Thereby, the minimum necessary information can be conveyed to the wearer while facilitating the wearer's risk avoidance.
That is, it is said that a human's viewing angle is usually about 90 to 100 degrees on the ear side, about 60 degrees on the nose side, about 60 degrees on the upper side, and about 70 degrees on the lower side. Is said to be approximately 45 degrees on the ear side, approximately 30 degrees on the nose side, and 30 degrees on the top and bottom. Therefore, it is possible to recognize some information, for example, information such as symbols and arrow marks, even if outside the stable focus field, and outside the stable focus field while paying attention to external information within the stable focus field. It is possible to obtain information from the display image within the field of view.

The present embodiment is a see-through WD, and a movement detection unit 101 that detects whether or not the wearer is moving when displaying an image on a display member that superimposes a virtual image on an external image, and the position of the pupil If it is determined that the wearer is not stationary and is moving at a moving speed equal to or lower than a predetermined threshold, the CPU 100 determines the wearer's stability estimated from the pupil position. The image within the gazing field is not displayed or the display is limited to such an extent that the see-through is not hindered.

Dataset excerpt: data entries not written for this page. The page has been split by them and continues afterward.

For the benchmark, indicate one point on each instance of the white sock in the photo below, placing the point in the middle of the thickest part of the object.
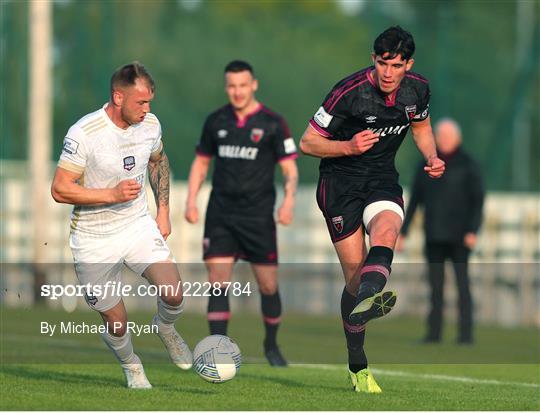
(121, 347)
(167, 315)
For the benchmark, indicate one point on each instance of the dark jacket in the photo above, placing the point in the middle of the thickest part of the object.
(452, 204)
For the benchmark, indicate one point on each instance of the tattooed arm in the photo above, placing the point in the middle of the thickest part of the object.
(290, 183)
(158, 175)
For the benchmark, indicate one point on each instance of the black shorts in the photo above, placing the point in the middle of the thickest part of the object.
(342, 201)
(250, 238)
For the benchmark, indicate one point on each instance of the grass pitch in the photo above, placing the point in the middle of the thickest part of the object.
(76, 372)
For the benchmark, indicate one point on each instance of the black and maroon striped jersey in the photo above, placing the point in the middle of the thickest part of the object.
(356, 104)
(246, 153)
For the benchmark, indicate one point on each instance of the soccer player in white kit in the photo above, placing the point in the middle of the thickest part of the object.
(102, 171)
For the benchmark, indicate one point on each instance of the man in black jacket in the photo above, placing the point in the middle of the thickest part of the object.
(452, 217)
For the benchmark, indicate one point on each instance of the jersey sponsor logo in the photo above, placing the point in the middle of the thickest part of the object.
(338, 223)
(322, 118)
(90, 298)
(423, 115)
(256, 135)
(371, 119)
(289, 146)
(410, 111)
(389, 130)
(238, 152)
(70, 146)
(129, 163)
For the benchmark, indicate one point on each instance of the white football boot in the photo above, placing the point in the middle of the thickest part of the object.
(135, 377)
(179, 351)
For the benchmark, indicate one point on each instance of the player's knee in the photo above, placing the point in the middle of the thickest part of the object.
(268, 288)
(173, 300)
(117, 328)
(386, 236)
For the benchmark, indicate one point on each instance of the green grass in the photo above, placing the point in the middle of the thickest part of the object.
(76, 372)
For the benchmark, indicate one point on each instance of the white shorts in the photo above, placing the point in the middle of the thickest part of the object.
(101, 259)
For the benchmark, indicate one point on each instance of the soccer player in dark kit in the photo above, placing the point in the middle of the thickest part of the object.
(356, 133)
(247, 139)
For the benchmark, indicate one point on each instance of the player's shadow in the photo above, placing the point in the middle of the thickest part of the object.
(100, 379)
(71, 378)
(293, 383)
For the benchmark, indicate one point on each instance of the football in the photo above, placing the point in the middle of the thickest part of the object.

For example, in the navigation mode while walking, the CPU 100 displays the route from 40 degrees to 70 degrees on the right side of the field of view, displays the distance to the target, the expected time, etc. from 30 degrees to 70 degrees below the field of view, and moves the arrow mark to the left and right at the corner. The display form is such that the visual field is 30 degrees to 90 degrees or the vertical visual field is 30 degrees or more and no image is displayed in the stable visual field. Further, in such a display mode, when the wearer makes the line of sight below 40 degrees, the CPU 100 performs display control and line of sight to avoid a sudden crisis under the feet by erasing the distance to the destination. When turning right 40 degrees or more, display control that can avoid danger is performed by, for example, reliably viewing a vehicle that suddenly appears from the right by erasing the display image of 40 degrees or more on the right side of the field of view. It should be noted that the range corresponding to the stable focus field is not fixed to the above value but needs to be set appropriately according to the intended use in consideration of the convenience of the wearer.

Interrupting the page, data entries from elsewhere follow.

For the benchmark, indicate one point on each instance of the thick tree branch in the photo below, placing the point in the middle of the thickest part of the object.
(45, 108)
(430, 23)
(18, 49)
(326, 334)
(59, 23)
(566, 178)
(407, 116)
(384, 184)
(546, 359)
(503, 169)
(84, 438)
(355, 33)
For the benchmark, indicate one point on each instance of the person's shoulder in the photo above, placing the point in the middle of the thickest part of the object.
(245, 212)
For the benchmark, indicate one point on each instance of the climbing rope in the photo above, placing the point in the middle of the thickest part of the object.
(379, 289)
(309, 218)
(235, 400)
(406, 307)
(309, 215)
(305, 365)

Further, a display form by display control of the CPU 100 will be described with reference to FIG.
FIG. 6A shows a case where the wearer is stationary and not moving. In a state where the stable focus field 61 overlaps a part of the display image 62, there is no display limitation on the stable focus field 61, text is displayed in the center display image 62, and a weather forecast symbol 63 is displayed in the upper left. It shows the state.

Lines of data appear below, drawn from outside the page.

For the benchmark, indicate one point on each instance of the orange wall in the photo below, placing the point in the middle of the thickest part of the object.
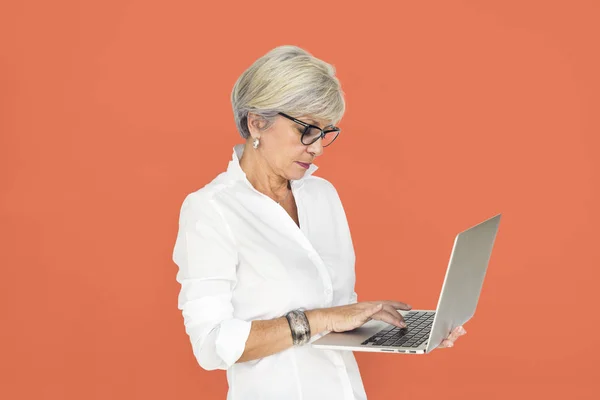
(112, 111)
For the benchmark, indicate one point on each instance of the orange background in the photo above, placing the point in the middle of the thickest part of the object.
(112, 111)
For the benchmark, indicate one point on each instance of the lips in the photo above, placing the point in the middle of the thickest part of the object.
(304, 165)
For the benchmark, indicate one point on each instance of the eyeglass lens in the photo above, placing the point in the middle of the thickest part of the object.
(313, 134)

FIG. 6B shows a state where the center of the visual field is near the center of the display screen while the wearer is moving. The central sentence disappears, and a symbol (such as an arrow or a symbol that calls attention) 64 is displayed outside the stable focus field 65. Symbols and other designs do not need to be watched differently from text, so the wearer recognizes information outside the stable focus without moving his gaze, and immediately conveys the information to the wearer from the simplified design. Can do.
FIG. 6 (c) shows a state in which the center of the visual field has moved slightly to the lower right from the center of the display screen while the wearer is moving, and the stable visual field 61 has moved to the lower right. It is shown that. This is a state in which the display of the portion of the symbol 64 displayed in FIG.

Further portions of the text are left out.